SDK Prompt Cache Invalidation Fix β€” Up to 12x Input Token Cost Reduction

Claude Code

Claude Code 2.1.72 resolves a long-standing prompt cache invalidation bug in SDK query() calls that was causing input tokens to be re-sent on every request instead of being served from cache. The fix can reduce input token costs by up to 12x for developers building on the Claude Agent SDK. This is particularly impactful for agentic workflows where long system prompts and conversation history are repeatedly included across many turns.


A Silent Cost Multiplier, Now Fixed

For developers building applications on top of Claude Code's SDK query() API, prompt caching is one of the most powerful levers for controlling costs β€” cached input tokens cost a fraction of uncached reads. However, v2.1.72 reveals that this caching was quietly broken: a prompt cache invalidation bug was causing query() calls to re-transmit the full input on every invocation rather than reading from the cache. The result was artificially inflated token bills, sometimes by as much as a factor of 12.

What Was Happening

Prompt caching works by storing portions of the input (typically the system prompt and earlier conversation turns) so that subsequent requests only pay for new tokens. When cache invalidation fires incorrectly β€” treating a cacheable request as if it were brand new β€” the entire prefix is re-sent at full cost. In long agentic sessions with large system prompts, this compounds rapidly across hundreds of turns.

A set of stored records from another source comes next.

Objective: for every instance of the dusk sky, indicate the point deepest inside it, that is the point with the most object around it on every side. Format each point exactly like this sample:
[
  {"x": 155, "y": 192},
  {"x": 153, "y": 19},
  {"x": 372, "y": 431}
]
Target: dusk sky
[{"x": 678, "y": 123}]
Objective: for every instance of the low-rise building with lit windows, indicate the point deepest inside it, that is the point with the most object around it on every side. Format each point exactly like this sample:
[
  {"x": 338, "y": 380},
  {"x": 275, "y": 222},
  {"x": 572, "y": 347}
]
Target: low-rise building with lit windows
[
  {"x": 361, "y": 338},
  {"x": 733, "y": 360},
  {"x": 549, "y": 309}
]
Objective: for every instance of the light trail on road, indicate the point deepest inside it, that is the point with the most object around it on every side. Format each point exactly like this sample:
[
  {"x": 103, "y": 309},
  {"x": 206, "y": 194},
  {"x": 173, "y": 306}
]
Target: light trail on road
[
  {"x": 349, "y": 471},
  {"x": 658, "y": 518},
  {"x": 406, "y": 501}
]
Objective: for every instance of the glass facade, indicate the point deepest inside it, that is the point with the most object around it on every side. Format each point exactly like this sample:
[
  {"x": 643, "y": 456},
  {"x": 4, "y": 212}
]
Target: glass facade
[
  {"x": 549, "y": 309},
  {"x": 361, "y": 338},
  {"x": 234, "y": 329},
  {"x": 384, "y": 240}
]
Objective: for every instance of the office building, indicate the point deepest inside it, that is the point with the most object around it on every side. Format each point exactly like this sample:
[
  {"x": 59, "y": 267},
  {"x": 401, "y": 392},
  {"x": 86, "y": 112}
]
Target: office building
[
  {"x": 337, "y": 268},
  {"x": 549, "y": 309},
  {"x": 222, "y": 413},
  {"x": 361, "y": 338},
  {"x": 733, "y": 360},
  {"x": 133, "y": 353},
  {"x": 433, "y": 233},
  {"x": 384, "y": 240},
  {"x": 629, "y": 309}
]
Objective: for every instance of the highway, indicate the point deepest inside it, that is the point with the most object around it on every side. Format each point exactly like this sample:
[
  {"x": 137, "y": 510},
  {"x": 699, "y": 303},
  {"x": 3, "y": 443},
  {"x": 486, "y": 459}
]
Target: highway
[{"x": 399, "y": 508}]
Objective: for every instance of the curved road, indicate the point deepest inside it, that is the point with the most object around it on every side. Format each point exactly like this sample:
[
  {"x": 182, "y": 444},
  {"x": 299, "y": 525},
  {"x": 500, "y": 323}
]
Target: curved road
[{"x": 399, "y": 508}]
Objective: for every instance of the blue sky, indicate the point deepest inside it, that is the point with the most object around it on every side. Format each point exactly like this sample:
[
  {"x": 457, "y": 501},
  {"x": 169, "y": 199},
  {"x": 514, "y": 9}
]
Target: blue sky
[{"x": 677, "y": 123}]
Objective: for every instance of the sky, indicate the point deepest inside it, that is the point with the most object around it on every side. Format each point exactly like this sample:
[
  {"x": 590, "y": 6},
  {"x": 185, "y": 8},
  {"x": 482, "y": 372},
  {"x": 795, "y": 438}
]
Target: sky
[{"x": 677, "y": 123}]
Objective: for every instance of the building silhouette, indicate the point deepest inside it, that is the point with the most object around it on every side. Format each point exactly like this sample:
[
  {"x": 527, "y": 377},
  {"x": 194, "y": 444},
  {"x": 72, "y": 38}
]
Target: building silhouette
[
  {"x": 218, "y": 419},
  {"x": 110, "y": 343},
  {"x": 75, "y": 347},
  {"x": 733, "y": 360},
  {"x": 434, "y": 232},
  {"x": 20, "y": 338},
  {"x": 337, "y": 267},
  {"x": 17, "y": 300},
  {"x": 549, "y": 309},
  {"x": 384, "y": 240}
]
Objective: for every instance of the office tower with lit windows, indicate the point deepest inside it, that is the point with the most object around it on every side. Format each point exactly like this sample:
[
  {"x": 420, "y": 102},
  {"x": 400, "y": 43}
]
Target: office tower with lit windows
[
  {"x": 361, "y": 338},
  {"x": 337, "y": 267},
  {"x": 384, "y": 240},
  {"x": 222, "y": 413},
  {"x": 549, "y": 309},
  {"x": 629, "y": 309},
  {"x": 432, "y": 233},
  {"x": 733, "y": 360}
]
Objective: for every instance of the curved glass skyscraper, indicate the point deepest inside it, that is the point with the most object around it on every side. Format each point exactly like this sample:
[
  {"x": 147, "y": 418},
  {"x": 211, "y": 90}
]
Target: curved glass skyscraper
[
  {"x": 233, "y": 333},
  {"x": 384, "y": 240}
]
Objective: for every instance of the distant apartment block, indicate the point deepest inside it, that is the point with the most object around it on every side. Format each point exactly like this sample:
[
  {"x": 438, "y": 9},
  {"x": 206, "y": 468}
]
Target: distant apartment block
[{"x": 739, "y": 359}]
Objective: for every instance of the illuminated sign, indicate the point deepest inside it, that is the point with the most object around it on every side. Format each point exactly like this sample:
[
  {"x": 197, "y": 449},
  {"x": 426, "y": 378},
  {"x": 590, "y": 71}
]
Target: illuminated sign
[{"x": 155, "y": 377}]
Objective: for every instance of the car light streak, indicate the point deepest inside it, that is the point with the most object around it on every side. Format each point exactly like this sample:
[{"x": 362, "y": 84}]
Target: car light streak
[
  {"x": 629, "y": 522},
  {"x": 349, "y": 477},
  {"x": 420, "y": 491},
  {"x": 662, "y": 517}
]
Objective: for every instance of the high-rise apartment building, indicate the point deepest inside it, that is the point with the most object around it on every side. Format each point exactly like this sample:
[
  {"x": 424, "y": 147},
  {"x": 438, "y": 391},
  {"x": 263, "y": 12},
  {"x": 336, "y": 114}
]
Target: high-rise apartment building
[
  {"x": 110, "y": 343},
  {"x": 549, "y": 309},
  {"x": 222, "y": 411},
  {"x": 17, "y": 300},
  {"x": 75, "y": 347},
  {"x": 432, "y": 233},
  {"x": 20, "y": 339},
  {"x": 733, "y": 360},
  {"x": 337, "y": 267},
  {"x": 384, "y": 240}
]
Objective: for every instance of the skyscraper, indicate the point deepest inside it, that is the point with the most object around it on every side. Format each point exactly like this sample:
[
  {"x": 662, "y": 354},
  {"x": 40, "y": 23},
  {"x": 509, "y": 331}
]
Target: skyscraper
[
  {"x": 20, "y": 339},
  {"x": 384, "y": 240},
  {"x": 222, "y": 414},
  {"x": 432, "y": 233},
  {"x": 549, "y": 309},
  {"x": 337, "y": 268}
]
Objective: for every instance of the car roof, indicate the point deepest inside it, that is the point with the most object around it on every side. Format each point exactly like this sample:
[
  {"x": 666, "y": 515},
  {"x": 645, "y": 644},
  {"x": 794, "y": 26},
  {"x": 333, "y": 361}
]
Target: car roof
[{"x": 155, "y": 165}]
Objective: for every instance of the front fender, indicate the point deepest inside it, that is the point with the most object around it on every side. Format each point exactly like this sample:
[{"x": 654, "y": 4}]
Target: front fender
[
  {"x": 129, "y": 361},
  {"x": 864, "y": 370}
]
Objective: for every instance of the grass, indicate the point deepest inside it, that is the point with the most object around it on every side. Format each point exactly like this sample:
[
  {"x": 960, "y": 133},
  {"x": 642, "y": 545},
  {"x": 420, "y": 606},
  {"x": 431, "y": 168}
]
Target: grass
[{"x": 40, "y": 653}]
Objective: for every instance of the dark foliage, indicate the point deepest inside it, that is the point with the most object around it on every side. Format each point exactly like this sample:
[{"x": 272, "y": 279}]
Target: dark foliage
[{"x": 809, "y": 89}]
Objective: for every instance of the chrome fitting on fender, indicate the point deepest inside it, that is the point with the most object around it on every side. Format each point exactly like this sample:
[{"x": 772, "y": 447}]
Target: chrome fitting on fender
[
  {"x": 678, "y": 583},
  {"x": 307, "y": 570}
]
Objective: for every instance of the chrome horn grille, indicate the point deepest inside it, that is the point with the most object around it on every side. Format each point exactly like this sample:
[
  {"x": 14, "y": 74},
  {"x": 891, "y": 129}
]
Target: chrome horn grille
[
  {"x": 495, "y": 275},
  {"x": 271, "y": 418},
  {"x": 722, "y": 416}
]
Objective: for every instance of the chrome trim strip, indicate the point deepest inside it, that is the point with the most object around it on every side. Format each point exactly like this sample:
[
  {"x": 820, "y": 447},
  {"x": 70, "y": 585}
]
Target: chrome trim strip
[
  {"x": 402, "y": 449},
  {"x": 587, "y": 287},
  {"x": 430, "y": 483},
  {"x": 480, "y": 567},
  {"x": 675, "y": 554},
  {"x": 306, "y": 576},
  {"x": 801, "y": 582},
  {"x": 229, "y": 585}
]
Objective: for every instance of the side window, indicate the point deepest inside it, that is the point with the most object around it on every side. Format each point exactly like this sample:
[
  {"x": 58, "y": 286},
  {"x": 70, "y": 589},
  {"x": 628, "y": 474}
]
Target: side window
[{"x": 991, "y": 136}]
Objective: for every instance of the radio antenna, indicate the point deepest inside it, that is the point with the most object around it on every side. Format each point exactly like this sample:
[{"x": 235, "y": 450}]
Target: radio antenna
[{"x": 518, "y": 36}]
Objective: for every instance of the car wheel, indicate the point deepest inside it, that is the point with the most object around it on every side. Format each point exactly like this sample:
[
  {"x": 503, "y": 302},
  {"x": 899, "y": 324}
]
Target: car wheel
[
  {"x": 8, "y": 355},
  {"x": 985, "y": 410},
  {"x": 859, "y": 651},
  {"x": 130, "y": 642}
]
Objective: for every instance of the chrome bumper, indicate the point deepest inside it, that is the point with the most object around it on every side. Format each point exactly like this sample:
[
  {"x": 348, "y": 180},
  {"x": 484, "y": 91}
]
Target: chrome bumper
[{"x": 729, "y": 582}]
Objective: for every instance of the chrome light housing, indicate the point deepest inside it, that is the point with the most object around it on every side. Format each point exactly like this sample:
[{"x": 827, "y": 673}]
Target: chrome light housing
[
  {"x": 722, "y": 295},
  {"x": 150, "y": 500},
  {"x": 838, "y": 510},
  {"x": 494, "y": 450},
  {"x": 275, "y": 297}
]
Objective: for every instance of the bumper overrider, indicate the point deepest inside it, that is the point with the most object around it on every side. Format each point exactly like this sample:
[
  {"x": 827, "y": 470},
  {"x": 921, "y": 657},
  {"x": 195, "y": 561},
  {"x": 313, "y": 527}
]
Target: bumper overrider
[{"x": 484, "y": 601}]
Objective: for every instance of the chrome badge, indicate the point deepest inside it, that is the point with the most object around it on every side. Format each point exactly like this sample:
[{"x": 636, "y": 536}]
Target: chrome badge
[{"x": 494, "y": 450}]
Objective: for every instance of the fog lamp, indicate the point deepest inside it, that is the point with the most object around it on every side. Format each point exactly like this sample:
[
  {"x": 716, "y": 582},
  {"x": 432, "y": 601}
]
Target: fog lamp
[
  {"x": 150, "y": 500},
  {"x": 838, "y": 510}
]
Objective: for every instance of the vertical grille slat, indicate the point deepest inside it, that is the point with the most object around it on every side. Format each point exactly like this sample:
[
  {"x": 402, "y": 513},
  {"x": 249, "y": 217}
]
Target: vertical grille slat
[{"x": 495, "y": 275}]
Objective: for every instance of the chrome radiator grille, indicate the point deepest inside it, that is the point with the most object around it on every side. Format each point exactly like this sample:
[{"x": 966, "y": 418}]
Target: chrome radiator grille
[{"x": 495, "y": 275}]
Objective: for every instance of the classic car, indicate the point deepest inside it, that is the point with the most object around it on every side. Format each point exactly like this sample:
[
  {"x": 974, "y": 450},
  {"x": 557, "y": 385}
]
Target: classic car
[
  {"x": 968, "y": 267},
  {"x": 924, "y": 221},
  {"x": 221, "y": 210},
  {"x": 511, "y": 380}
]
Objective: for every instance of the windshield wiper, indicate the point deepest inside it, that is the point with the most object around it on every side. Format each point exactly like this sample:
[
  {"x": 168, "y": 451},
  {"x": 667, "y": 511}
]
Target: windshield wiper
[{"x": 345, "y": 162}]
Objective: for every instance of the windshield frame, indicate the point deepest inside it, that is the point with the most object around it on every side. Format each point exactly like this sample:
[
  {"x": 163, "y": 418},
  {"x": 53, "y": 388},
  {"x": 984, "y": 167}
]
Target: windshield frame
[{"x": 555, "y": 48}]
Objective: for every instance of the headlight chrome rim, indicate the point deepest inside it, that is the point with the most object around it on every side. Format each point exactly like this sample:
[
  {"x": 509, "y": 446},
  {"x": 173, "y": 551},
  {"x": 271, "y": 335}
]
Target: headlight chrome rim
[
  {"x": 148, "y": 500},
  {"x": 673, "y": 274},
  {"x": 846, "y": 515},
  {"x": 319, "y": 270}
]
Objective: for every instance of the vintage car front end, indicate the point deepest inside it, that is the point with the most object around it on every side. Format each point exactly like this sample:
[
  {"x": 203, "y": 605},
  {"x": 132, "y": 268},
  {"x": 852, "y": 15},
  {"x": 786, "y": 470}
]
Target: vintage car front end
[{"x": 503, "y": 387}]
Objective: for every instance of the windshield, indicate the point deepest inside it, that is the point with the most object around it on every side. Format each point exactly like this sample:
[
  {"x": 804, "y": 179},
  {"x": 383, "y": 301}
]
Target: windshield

The bug specifically affected the query() entry point used by SDK consumers, including Claude Code Remote and any application built on top of the agent SDK. Interactive REPL users were less exposed, but programmatic integrations bore the full brunt.

The Impact

Anthropic's fix in v2.1.72 restores correct cache behavior for SDK query() calls. For workloads that previously suffered from the bug, the correction brings input token costs back in line with what prompt caching is designed to deliver β€” up to a 12x reduction compared to the broken state. On a long Opus session that might otherwise cost tens of dollars in input tokens, the savings are material.

Additional Cache Improvements

The same release also improves compaction to preserve images in the summarizer request, enabling prompt cache reuse for faster and cheaper compaction passes. Together, these changes meaningfully lower the cost floor for intensive SDK-based deployments.